Dictionary of Electrical Engineering

Commonly used terms in the Electrical industry.

coil
a conductor shaped to form a closed geometric path. Note that the coil will not be a closed conducting path unless the two ends of the coil are shorted together. Coils may have multiple turns, and may have various constructions including spool, preformed, and mush-wound. The coil may be wrapped around an iron core or an insulating form, or it may be self-supporting. A coil offers considerable opposition to AC current but very little to DC current.
coil pitch

See coil span
coil side
that portion of a motor or generator winding that cuts (or is cut by) lines of magnetic flux and, thus, contributes to the production of torque and Faraday EMF in the winding.
coil span
the distance, measured either in number of coil slots or in spatial (mechanical) degrees, between opposite sides of a winding of an electric machine. A full-span (full-pitch) winding is one in which the winding span equals the span between adjacent magnetic poles. Windings with span less than the distance between adjacent magnetic poles are called short-pitch, fractional-pitch, or chorded windings.

See coil pitch
low voltage holding coil
a holding coil that keeps the main-line contactor closed on low voltage conditions. Controllers that contain this feature are used in places where the motor is vital to the operation of a process, and it is necessary to maintain control of the motor under low voltage conditions.
no voltage holding coil
a holding coil that keeps the main-line contactor closed on zero voltage conditions. DC motor controllers that contain this feature are used in places where the motor is vital to the operation of a process. These controllers can maintain control to the motor under momentary line power loses, by using the CEMF of the coasting armature to keep power to the main-line coil/contactor. If power to the motor controller is not restored within a short period of time, the motor coasts to a speed where it can no longer keep the main-line contactor closed.

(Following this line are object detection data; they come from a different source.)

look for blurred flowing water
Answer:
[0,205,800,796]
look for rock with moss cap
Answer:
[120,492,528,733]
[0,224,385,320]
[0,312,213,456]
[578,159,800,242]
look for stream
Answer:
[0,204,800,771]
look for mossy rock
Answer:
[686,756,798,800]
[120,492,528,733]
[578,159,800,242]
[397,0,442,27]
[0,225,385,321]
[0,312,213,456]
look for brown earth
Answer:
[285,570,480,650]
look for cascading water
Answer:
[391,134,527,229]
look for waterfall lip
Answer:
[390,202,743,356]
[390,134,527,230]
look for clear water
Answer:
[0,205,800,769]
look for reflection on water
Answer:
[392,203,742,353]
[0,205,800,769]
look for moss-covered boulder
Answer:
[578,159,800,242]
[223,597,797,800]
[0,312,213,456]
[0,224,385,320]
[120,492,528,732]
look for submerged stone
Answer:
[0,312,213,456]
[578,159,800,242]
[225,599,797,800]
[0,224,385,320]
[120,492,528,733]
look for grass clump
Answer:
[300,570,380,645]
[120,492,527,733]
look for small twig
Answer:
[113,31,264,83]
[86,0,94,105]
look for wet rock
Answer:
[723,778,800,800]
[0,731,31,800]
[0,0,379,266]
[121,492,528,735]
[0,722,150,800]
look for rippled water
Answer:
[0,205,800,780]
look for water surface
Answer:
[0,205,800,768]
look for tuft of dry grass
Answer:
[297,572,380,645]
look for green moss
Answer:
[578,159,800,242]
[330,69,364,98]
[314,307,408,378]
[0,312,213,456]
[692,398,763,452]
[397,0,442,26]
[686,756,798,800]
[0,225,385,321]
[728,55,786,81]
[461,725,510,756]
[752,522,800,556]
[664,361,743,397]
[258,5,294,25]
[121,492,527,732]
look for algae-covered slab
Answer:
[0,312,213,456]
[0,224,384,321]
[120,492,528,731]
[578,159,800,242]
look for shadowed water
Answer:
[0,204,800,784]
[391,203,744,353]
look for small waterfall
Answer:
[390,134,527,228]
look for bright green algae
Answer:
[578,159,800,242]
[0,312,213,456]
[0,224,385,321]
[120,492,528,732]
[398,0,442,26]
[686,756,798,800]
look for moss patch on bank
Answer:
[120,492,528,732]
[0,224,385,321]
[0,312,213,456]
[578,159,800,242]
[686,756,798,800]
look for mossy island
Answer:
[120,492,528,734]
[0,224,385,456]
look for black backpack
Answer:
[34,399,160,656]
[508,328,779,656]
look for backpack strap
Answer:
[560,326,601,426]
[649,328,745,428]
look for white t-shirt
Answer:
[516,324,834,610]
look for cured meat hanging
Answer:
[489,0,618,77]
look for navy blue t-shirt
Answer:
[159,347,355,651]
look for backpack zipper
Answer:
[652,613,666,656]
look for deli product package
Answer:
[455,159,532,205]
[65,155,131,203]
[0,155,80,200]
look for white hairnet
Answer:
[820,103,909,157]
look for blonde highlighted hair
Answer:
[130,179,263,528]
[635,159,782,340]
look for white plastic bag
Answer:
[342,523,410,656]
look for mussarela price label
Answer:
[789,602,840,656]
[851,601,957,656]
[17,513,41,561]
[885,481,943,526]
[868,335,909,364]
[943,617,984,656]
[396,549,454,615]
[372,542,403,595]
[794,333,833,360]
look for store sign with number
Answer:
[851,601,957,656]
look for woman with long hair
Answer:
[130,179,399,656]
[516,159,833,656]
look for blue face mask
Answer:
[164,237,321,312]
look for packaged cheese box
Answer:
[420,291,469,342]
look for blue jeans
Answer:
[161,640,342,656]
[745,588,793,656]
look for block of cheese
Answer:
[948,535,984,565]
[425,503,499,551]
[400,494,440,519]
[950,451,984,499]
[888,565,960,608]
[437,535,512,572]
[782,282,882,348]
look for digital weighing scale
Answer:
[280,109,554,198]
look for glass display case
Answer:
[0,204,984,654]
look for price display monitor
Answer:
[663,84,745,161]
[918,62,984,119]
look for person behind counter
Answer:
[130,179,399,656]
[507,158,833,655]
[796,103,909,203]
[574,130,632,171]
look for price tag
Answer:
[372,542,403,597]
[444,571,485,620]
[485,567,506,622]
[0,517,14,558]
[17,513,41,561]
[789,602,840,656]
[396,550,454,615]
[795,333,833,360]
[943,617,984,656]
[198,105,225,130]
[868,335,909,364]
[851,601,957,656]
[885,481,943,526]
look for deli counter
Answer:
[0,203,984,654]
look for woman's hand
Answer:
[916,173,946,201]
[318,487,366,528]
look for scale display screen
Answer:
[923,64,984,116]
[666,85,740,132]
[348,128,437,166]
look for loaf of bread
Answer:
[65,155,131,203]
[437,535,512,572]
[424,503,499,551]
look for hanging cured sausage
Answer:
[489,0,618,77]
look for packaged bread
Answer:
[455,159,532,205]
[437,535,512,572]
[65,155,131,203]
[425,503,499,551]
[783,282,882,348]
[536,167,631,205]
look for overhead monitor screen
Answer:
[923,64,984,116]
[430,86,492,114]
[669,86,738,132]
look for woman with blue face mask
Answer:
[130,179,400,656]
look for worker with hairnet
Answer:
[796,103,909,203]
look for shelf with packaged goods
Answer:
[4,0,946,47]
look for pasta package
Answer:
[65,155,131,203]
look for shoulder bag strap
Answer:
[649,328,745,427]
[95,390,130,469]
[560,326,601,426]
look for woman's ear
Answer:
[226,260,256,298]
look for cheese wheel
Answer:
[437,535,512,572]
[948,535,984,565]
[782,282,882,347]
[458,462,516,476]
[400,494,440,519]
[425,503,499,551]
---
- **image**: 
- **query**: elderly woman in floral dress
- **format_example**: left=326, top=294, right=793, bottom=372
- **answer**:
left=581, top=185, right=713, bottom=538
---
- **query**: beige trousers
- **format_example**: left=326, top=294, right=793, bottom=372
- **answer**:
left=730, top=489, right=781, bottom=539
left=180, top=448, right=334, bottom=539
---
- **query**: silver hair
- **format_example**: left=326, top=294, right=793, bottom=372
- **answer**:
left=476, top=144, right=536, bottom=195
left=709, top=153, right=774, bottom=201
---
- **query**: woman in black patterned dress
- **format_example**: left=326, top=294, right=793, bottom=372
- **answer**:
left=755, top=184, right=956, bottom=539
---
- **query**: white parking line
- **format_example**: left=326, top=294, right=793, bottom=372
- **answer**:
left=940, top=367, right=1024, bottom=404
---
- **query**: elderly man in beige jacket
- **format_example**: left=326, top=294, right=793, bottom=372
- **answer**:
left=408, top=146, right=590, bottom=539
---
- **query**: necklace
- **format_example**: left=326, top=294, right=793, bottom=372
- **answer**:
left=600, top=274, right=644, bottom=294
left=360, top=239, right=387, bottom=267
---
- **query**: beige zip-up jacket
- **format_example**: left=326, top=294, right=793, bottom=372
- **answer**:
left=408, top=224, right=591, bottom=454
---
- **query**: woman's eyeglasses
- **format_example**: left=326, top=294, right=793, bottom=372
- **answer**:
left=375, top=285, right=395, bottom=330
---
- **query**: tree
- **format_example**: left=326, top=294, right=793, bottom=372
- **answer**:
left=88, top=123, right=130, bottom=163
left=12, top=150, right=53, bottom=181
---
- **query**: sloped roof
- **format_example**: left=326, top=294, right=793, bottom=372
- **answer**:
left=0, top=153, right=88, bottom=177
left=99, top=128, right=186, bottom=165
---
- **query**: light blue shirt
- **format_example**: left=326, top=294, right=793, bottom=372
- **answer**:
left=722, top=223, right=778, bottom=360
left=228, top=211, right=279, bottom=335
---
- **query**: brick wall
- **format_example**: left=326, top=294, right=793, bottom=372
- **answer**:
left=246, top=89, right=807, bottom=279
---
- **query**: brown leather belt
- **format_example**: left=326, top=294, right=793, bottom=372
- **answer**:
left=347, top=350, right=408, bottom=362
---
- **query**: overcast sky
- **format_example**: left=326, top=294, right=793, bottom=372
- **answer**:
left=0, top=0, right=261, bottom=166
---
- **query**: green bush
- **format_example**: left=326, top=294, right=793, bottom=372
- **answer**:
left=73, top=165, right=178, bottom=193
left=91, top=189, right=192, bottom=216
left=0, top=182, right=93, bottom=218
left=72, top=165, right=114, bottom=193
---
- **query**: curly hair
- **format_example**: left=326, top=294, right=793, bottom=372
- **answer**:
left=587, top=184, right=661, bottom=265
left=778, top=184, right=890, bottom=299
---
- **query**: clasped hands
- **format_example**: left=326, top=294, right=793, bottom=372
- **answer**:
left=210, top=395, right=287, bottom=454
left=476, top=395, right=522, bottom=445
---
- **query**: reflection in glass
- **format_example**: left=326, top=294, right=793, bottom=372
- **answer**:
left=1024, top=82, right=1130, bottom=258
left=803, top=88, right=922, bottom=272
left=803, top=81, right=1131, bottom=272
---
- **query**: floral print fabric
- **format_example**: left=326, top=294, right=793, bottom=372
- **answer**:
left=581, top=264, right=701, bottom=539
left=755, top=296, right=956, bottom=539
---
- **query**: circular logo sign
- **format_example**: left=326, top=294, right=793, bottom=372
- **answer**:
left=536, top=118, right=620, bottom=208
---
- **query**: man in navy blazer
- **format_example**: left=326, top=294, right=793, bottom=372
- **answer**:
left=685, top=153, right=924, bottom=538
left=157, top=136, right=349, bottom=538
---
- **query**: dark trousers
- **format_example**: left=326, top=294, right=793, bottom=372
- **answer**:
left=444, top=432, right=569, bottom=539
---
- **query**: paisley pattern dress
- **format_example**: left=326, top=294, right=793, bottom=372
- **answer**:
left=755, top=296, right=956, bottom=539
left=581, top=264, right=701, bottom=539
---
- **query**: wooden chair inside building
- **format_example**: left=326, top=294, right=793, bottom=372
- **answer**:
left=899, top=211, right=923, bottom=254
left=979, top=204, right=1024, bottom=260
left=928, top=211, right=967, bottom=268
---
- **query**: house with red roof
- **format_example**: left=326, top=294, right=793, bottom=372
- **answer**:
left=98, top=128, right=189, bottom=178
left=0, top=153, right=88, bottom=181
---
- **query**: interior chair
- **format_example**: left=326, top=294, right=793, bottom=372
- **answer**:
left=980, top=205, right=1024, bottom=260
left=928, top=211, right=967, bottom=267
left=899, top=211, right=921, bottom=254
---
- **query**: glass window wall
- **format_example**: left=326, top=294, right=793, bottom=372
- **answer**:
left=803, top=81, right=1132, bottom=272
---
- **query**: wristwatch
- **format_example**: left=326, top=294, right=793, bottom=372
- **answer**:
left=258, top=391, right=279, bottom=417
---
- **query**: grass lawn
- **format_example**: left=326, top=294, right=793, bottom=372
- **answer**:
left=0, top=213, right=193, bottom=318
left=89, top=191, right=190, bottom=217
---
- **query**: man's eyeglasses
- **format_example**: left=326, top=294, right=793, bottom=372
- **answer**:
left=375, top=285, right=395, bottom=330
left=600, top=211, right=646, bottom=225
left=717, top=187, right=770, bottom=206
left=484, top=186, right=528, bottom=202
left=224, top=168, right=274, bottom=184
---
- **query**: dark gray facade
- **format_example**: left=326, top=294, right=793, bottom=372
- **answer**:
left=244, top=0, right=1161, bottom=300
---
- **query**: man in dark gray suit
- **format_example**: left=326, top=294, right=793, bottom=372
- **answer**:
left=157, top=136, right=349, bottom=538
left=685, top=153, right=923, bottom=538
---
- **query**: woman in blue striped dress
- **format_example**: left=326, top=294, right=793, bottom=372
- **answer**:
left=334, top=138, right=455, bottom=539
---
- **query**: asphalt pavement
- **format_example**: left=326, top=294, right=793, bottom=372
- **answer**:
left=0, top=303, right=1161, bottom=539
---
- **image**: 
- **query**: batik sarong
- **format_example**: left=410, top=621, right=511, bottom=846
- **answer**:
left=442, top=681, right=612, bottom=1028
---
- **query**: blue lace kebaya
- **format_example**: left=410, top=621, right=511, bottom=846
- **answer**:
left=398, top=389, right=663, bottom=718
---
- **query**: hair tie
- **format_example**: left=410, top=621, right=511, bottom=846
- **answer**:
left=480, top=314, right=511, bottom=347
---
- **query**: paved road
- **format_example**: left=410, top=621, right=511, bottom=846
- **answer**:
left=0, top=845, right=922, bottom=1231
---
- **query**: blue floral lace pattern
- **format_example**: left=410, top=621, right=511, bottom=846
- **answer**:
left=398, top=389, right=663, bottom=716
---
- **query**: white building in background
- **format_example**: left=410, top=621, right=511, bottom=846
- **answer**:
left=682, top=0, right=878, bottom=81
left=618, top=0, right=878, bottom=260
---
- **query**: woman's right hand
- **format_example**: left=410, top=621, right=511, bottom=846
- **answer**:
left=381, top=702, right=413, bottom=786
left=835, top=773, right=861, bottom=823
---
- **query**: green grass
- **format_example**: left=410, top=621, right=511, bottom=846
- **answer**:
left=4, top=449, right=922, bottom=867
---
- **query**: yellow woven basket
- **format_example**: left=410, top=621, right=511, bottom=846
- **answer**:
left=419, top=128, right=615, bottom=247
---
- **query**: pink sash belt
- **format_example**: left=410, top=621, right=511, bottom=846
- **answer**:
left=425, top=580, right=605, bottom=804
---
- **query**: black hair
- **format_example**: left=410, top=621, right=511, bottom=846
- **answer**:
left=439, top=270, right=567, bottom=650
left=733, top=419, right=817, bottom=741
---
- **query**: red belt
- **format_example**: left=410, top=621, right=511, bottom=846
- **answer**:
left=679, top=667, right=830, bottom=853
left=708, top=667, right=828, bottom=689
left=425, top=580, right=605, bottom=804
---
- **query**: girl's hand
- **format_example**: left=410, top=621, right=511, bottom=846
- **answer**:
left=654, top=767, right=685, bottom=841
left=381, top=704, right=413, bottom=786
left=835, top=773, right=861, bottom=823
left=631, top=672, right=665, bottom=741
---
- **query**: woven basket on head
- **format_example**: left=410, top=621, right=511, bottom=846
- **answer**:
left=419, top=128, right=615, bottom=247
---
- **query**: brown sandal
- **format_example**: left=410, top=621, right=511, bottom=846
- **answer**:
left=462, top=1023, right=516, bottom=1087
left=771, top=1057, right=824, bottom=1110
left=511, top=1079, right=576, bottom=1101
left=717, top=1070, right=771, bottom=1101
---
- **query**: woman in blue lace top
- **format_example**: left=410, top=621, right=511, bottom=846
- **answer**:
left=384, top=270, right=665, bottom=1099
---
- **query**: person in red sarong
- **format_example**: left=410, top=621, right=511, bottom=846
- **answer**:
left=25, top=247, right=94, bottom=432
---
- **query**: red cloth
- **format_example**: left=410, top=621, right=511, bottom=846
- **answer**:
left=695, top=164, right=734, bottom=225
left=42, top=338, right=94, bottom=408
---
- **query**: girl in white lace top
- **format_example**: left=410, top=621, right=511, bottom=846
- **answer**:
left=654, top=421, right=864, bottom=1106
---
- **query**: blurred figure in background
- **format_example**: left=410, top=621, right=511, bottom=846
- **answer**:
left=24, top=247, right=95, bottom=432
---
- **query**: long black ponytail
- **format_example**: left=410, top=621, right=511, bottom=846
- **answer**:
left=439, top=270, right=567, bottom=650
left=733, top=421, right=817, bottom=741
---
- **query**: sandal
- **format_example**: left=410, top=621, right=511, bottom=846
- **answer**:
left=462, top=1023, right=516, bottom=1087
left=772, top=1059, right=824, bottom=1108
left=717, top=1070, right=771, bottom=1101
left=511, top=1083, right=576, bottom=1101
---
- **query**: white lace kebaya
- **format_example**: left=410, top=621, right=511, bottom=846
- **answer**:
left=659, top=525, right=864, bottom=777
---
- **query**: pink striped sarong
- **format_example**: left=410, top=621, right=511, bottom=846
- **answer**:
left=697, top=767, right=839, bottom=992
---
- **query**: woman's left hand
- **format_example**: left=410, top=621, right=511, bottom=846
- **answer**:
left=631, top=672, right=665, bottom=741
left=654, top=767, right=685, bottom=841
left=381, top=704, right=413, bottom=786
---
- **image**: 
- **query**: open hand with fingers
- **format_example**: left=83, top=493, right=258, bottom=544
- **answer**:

At this point, the m-coil drops out to insure starting resistors are placed back in the circuit.
potential coil
a long, finely wound, straight coil, similar in operation to a Chat-tuck coil, that is used with a fluxmeter to measure magnetic potential difference between a point in a magnetic field and a flux-free point in space.
recoil permeability
the average slope of the minor hysteresis loop, which is roughly the slope of the major hysteresis loop at zero applied field (H ), and is most often used to determine the effect of applying and removing a demagnetizing field to and from a magnetic material.
search coil
a solenoid that is wound with an air core or around a magnet or permeable component of a magnetic circuit to measure the change of flux within the coil; used with a fluxmeter.